Two guys standing nearby get into a discussion and Fred says to Sam, “I’ll bet you $5 that Joe wins his bet.”

Next to them are Bill and Bob. Bill says: “I’ll bet you $10 that Fred welshes on his bet if he loses.”

Next to them is Sally. Sally says: “For $3 I’ll guarantee to Bill that if Bob fails to pay off, I’ll make good on the bet.”

Sally then goes to Mary and borrows the $7 needed in case she has to ever pay off and promises to pay back $8. She doesn’t expect to every have to pay since she believes Bob will always make good. So she expects to net $2 no matter what happens to Joe.

A quick calculation indicates that there is now 2+5+10+3+7 = $27 riding on the outcome of the horse race.

Question how much has been “invested” in the horse race?

Wait for it:

Answer:

$50,000 by the owner of the horse who is expecting to recoup his investment from the winnings of the horse and other future deals. Everyone else is gambling, not investing.

So, when Hank Paulson and his golfing buddies go to the track and lose the rent money playing the ponies, we should pay up?

http://www.correntewire.com/the_crisis_explained

That's perfect
and it’s not even an analogy - it’s exactly how derivitives and credit default swaps work, including none of the gamblers having any financial relationship to the underlying asset (the horse, or mortgages) in a lot of cases.

 

Blue Bunting (855)
Saturday September 27, 2008, 5:18 pm
Politics in the Zeros: Spread the meme. Republicans are the party that wrecked America. John McCain’s long history with bank failures and financial scandals makes him uniquely ‘qualified’ to speak to the current crisis.

The next time a Republican friend says McCain is ready to Regulate the financial world... Refer them to ProgressiveAccounting.org
for a really long list of all the DEREGULATION McCain has supported over the past 26 years to get us into this mess.

Then suggest a vote for Obama.
 

Blue Bunting (855)
Sunday September 28, 2008, 1:15 pm
Once again, EVERYONE on this thread needs to read the following two pieces.


http://www.huffingtonpost.com/leah-mcelrath-renna/is-bush-profiting-from-th_b_120205.html


http://www.bloomberg.com/apps/news?pid=20601087&sid=av8fOkC1HHEc&refer=home

Goldman Sachs, Hank Paulson's "former" employer and the Booosh family stand to make billions off this "bail out". Of particular interest to me is the timing of the GS purchase of Litton, a "loan servicing" firm based in (surprise, surprise) Texas.
 

Blue Bunting (855)
Tuesday September 30, 2008, 8:36 pm
Call or e-mail Senator Obama. Tell him he does not need to be sitting there trying to help prop up Bush and Cheney and the mess they've made.
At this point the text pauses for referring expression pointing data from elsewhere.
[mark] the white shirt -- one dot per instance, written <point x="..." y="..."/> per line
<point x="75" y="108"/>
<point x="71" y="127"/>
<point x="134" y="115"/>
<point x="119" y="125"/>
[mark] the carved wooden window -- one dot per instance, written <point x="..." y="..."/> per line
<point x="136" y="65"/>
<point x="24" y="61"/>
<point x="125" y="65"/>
Tell him we know he has the smarts to slow this thing down and figure out what's the best route to take. Tell him the rich have to pay for whatever help is offered. Use the leverage we have now to insist on a moratorium on home foreclosures, to insist on a move to universal health coverage, and tell him that we the people need to be in charge of the economic decisions that affect our lives, not the barons of Wall Street.
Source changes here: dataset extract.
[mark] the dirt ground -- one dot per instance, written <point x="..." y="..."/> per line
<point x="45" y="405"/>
Call your Representative in Congress and your Senators. (click here to find their phone numbers). Tell them what you told Senator Obama.

You have to call them now and say "NO!" If we let them do this, just imagine how hard it will be to get anything good done when President Obama is in the White House. THESE DEMOCRATS ARE ONLY AS STRONG AS THE BACKBONE WE GIVE THEM. CALL CONGRESS NOW.